皆さん、こんにちは。キッチンの科学プロジェクト(KKP)のみせすです。今回は「小麦粉の科学」の後編です。前回のコラムではグルテンの含有量によって薄力粉、中力粉、強力粉に分かれるとお伝えしましたが、今回はそのグルテンを巡って色々なパンに着目していきましょう。

米粉パンの原料は米粉だけとは限らない?!

最近では身近になった米粉や米粉パン。でも、小麦粉100%のパンがあるのに対し、米粉100%でパンを作るのは難しいのです。米粉の量が10~20%ほどのものもあります。なぜでしょうか。

パンが膨らむには「グルテン」が必要です。グルテンは、小麦粉に含まれるタンパク質と水が混ざり合うことで形成されるもので、焼くと鉄筋コンクリートのように硬くなる性質があります。発酵によって膨らんだ二酸化炭素(炭酸ガス)をグルテンの壁で閉じ込めることで、ふわっ、と空気がたくさん入ったパンができるのです。逆に言うと、パンをふわっとさせるためには、十分にこねてグルテンを作り出すことが大切です。

もちろん、小麦アレルギーの方やグルテンフリーの方向けに、小麦粉が一切含まれず、米粉だけで作られたパンもあります。その場合、グルテンの代わりに増粘剤など、発酵によって発生した空気を閉じ込める“壁”になるものが必要なのです。「米粉パンは膨らみづらい、作るのが難しい」と言われる理由の1つはグルテンがあるか、ないかなのです。

パンに塩を加える理由は?

また、パンには塩を加えていますが、その理由は分かりますか?

グルテンを形成するタンパク質の1つ、グリアジンは本来、水と混ざり合いにくく、磁石のN極とN極のように反発(専門用語では分子間での疎水性の相互作用が働く)してしまいます。しかし、塩を加えることで、塩に含まれるナトリウムイオンによる中和が起こり、水と混ざりやすくなり、まとまるのです。

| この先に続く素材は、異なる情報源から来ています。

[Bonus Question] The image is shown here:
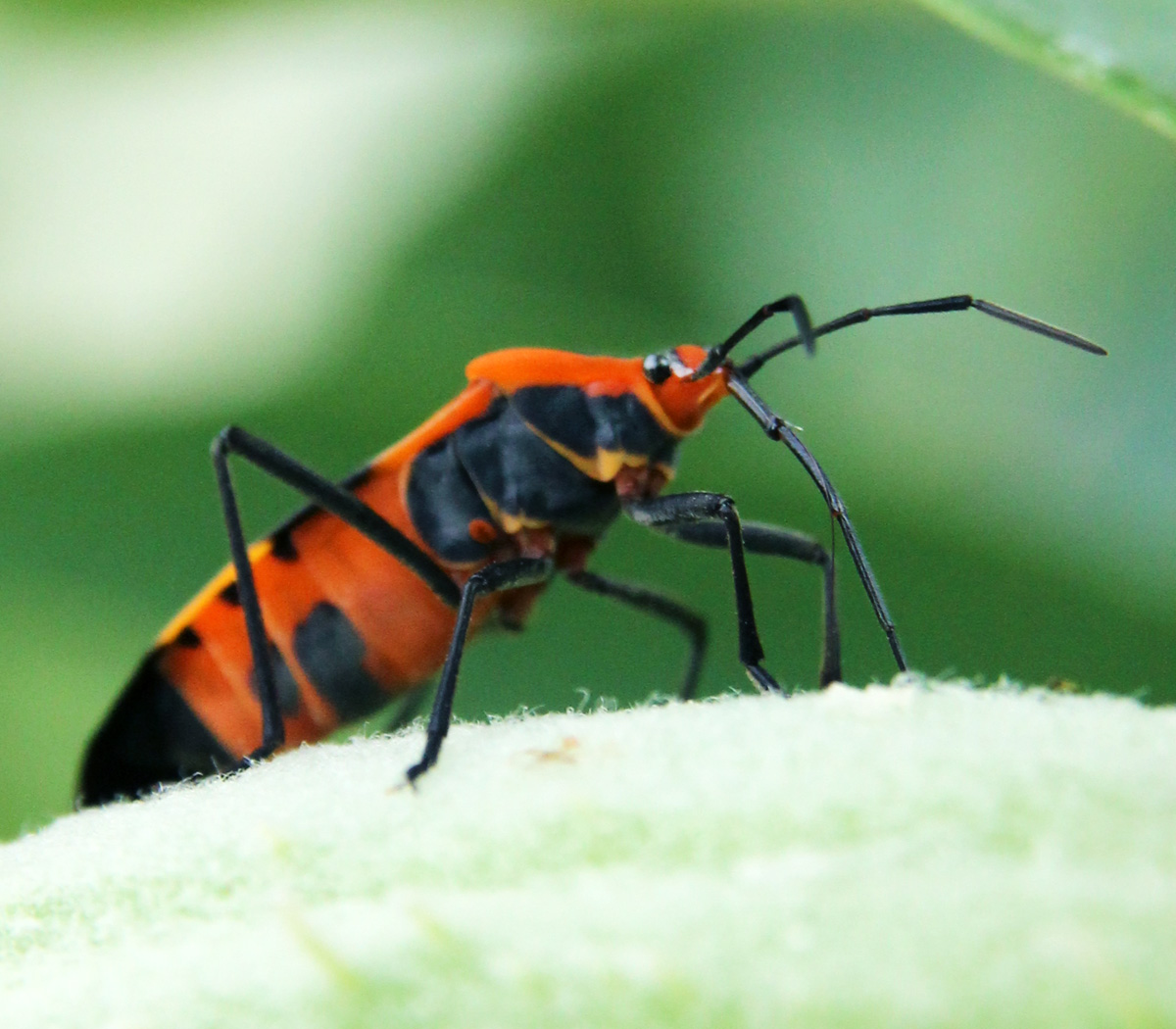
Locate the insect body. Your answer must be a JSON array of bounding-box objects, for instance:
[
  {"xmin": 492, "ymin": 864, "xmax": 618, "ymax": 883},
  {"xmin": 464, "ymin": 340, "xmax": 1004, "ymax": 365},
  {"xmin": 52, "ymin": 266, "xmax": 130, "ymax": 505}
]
[{"xmin": 80, "ymin": 289, "xmax": 1105, "ymax": 805}]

パンの他に、小麦粉に塩を加えて作る料理といえば、うどん。中力粉に塩と水を加えてこねると、コシが出て弾力がでます。一方で同じ麺類であるほうとうや、小麦粉を丸めただご汁などは、塩を入れないため、ほろほろとした触感の麺になるのです。

このほか塩の効果として、殺菌効果や生地を引き締める、味を調えるといった働きがあります。私の体験談ではありますが、塩を入れ忘れたパンはびっくりするほどおいしくありません。パンに入れる塩の量は2%前後。たった数グラムでパン全体の風味が変わってしまうことにもびっくりですよね。

ライ麦パンはなぜ膨らまないのか

さて、ドイツ系のハードパンに「ライ麦パン」があります。重くてどっしりしていますよね。このライ麦パンは、その名の通り「ライ麦粉」からできています。ライ麦100%ではグルテンを形成することができず、発酵による二酸化炭素を閉じ込められないため、目の詰まったパンに仕上がります。

もう少し詳しく説明すると、グルテンは小麦粉に含まれる2つのタンパク質、粘性のある「グリアジン」とガムのような弾力のある「グルテニン」が、水の中で組み合わさることで作られます。しかし、ライ麦(ライ麦粉)には「グリアジン」を持たないため、グルテンが十分に作られないのです。(※グリアジンに似た粘性のセカリンという成分は存在するので、若干のグルテンは形成されます。そのためグルテンアレルギーの方はご注意ください)。

グルテンがないライ麦パンは重くてどっしりという特徴を生かして、ドイツや北欧などでは薄く切ってオープンサンドとして、よく食べられています。日本で市販されているライ麦パンは、ライ麦100%は珍しく、ライ麦粉が含まれているものが多いですね。ライ麦の比率が高いと重たい食感の生地で、酸味も強め。一方でライ麦の比率が低いと、比較的ふわっとした軽い食感の生地となります。

ちなみにドイツでは、ライ麦粉の比率によってライ麦パンでも名前が変わり、また比率によってスライスする厚さが5mm~18mmと目安があるそうです(ライ麦90%以上なら5mm、60%前後なら10mm前後、20%以下なら18mmほどの厚さだという)。